Prudential Regulation Authority recommends that boards task a senior executive with managing climate risks

The Bank of England (BoE) will today step up calls for financial institutions to better manage climate risks, with the release of formal recommendations detailing how banks and insurers should identify a senior executive for managing climate-related risks.

In what is thought to be the first such move by a central bank anywhere in the world, the BoE’s Prudential Regulation Authority (PRA) is reportedly set to publish a draft supervisory statement instructing companies to ensure a senior figure is in place who can report to the board on climate-related risks and opportunities.

The bank is poised to warn that a failure to strengthen climate risk governance arrangements could resultin tougher regulations and the risk of penalties.

The move is the latest in a string of interventions from central banks to encourage more businesses to enhance their climate risk disclosure and will fuel speculation that reporting in line with the recommendations of the Taskforce of Climate-related Financial Disclosures (TCFDs) could become mandatory.

Only last week 18 central banks, including those of England, Germany, France, Japan and China, issued a statement warning financial risks arising from climate change are “system-wide and potentially irreversible if not addressed”.

It also comes in the wake of green law group ClientEarth writing to a number of regulators and listed firms to warn legal action could soon follow if they fail to strengthen their climate risk disclosure practices.

Dr Ben Caldecott, founding Director of the Oxford Sustainable Finance Programme at the University of Oxford, said the recommendations from the PRA were part of a wider trend.

“The Bank of England is making clear that supervisory expectations are changing and that the regulator will now be factoring climate-related risk explicitly into different aspects of banking and insurance supervision,” he said in a statement. “This is a logical next step as the Bank of England has repeatedly highlighted the potential risks to firm solvency and financial stability from climate change. Other regulators in the UK, such as the Financial Conduct Authority, as well as regulators internationally, will almost certainly follow suit.”

He also stressed that ensuring senior executives take responsibility for managing climate-change risks and face board-level accountability for doing should “undoubtedly spur greater action”. “Financial institutions now need to develop credible and robust plans for measuring and managing climate-related risks,” he advised. “Among other things, they need to determine what analytical capabilities they require and how they intend to resource them.”

Jon Williams, PwC Partner and a member of the TCFD, said significant changes were required across the banking and insurance sectors in response to the new recommendations.

“It’s encouraging that some banks and insurers are now taking climate-related financial risks seriously, but there’s still lots of progress to be made to ensure resilience through the transition to a lower-carbon economy,” he said. “The PRA’s own survey shows that whilst 70 per cent of banks see climate change as a financial risk, only 10 per cent of them are managing these risks comprehensively.
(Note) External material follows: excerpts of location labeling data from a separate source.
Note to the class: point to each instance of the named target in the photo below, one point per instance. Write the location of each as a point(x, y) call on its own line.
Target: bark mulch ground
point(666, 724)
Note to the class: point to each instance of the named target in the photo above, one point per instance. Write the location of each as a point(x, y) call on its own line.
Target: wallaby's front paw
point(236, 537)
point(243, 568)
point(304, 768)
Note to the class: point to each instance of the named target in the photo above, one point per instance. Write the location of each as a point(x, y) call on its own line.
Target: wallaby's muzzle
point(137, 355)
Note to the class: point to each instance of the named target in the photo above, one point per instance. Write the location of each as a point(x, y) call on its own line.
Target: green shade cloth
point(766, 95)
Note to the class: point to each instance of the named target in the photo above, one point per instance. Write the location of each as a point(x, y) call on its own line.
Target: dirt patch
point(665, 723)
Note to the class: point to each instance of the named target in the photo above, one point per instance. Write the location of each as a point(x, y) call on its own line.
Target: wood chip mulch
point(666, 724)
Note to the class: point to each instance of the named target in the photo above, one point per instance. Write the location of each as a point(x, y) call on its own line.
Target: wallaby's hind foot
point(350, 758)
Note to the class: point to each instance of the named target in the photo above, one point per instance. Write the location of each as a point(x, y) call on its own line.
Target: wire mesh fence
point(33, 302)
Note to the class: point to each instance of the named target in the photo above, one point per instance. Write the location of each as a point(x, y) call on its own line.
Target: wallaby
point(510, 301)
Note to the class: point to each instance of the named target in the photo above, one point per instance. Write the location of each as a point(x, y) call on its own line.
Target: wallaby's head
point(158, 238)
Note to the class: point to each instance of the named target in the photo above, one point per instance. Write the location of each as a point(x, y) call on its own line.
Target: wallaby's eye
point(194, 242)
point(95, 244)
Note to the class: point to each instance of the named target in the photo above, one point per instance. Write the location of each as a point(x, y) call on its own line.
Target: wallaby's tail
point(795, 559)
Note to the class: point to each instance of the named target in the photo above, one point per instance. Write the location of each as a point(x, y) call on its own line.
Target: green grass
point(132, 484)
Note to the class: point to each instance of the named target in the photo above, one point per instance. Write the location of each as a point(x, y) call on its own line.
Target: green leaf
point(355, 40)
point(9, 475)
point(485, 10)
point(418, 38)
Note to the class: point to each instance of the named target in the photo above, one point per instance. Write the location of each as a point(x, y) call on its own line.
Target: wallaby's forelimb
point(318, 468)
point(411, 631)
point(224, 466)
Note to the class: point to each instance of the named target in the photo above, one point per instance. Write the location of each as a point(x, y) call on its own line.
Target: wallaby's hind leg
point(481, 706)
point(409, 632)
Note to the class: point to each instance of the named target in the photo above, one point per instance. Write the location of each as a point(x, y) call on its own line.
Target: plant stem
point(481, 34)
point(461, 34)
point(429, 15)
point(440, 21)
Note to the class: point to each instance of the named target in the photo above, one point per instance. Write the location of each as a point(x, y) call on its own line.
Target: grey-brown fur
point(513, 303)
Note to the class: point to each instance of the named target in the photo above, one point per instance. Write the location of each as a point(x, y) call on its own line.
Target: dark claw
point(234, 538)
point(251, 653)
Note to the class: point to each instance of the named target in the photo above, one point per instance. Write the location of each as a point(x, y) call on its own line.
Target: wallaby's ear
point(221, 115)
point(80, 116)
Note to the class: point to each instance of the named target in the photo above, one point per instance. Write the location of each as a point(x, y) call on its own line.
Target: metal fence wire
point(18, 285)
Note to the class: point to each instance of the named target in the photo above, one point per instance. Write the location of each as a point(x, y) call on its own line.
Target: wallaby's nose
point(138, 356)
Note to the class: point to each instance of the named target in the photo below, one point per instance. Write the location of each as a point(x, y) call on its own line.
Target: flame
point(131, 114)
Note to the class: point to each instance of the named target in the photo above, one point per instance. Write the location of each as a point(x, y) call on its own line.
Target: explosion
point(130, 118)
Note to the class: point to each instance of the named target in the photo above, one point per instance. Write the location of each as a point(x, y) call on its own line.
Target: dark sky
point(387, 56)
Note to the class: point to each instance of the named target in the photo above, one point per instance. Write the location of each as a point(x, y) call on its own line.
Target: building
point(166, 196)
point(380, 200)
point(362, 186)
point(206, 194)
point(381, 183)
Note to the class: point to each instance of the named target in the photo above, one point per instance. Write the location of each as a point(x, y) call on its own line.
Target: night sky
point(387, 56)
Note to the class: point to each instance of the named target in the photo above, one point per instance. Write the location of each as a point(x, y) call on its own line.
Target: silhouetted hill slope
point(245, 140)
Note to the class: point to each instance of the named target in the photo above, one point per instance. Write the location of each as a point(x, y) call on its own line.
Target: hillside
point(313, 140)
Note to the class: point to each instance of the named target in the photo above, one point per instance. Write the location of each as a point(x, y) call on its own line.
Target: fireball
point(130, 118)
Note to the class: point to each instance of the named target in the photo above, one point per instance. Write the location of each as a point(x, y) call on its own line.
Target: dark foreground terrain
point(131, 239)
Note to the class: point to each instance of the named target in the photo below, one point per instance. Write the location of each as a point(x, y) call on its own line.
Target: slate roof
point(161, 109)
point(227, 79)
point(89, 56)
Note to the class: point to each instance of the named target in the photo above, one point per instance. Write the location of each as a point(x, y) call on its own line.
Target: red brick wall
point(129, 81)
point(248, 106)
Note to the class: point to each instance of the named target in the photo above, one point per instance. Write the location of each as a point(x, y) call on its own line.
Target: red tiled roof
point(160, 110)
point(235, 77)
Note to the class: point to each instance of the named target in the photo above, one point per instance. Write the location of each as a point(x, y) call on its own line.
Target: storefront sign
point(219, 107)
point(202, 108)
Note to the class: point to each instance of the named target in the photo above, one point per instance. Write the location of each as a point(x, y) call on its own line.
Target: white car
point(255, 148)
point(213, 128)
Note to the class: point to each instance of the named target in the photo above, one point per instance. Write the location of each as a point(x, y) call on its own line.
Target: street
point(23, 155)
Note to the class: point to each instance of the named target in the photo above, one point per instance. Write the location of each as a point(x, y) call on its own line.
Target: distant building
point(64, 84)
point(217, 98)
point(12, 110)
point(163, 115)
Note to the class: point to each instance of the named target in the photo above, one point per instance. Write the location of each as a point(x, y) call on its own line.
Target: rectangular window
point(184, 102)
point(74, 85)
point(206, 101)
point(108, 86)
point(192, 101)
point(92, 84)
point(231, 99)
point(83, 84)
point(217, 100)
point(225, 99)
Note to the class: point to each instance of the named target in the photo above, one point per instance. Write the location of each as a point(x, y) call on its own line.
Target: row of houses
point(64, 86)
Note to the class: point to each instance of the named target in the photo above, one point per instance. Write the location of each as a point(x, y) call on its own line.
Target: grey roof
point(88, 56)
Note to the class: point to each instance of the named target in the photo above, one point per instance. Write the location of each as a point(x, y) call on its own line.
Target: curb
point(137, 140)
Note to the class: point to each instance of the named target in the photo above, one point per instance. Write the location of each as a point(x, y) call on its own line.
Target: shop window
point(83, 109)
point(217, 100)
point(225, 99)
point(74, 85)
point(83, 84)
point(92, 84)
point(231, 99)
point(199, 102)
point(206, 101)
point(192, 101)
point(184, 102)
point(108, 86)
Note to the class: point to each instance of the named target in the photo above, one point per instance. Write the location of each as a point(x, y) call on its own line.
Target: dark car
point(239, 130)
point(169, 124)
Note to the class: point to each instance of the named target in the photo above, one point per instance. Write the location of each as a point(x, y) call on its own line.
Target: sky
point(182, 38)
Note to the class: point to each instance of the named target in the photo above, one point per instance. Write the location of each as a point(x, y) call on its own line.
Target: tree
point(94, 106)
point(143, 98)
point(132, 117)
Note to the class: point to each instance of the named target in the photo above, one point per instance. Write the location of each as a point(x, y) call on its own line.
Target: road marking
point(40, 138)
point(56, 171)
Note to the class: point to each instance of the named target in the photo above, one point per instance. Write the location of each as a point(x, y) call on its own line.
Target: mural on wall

The TCFD status report, published last month, also shows that the majority of banks are not disclosing on climate governance and find it challenging to integrate climate change into business strategy and risk management.”

The intervention comes as a number of banks and financial institutions responded to last week’s IPCC report on the urgent need for deep and rapid decarbonisation by warning investment markets would have to transform over the coming decades.

A note from banking giant UBS said investors could support the IPCC report’s recommended goal of delivering a net zero emission global economy by 2050 by pursuing attractive renewable energy investment opportunities, supporting the transition to electric cars, and backing green financial instruments.

“By choosing sustainable investing options, investors can contribute to the reduction of carbon emissions, along with other positive goals, without sacrificing economic returns,” the note stated. “Green bonds, typically, have the same seniority as conventional bonds, yet their investment proceeds are ring-fenced for green projects, such as carbon reduction. BlackRock finds that a $1m investment in the bonds that form the Bloomberg Barclays MSCI Green Bond index represents over 2,000 tonnes of CO2 avoided, in addition to over 88 million litres of water saved, and other positive contributions.”

Separately, credit ratings agency Moody’s launched a new quarterly Environmental, Social and Governance (ESG) themed research compilation – dubbed ESG Focus – which will pool together the agency’s ESG research and green bond assessments.

And investment management firm Brooks Macdonald last week launched a new Responsible Investment Service, which will offer clients investment strategies that either avoid certain companies or sectors or seek to step up support for firms with strong ESG track records.

Meanwhile, the Natural Capital Finance Alliance (NCFA) published a report last week – entitled Connecting Finance and Natural Capital: A Supplement to the Natural Capital Protocol – which provides advice on how investors can better assess their impact on natural capital.

The latest green investment developments come against a backdrop of further reminders of the huge scale of the reforms that will be required to deliver a genuinely sustainable investment community.

A separate report last week from the US non-profit Consumer Watchdog revealed the top 10 US insurance companies continue to hold $51bn in fossil fuel assets, while eight out of 10 have not altered their investment strategies in any way to address escalating climate risks.

The report came as a new coalition of public-interest groups came together under the banner Insure Our Future to call on US insurance companies to divest from coal and tar sands companies.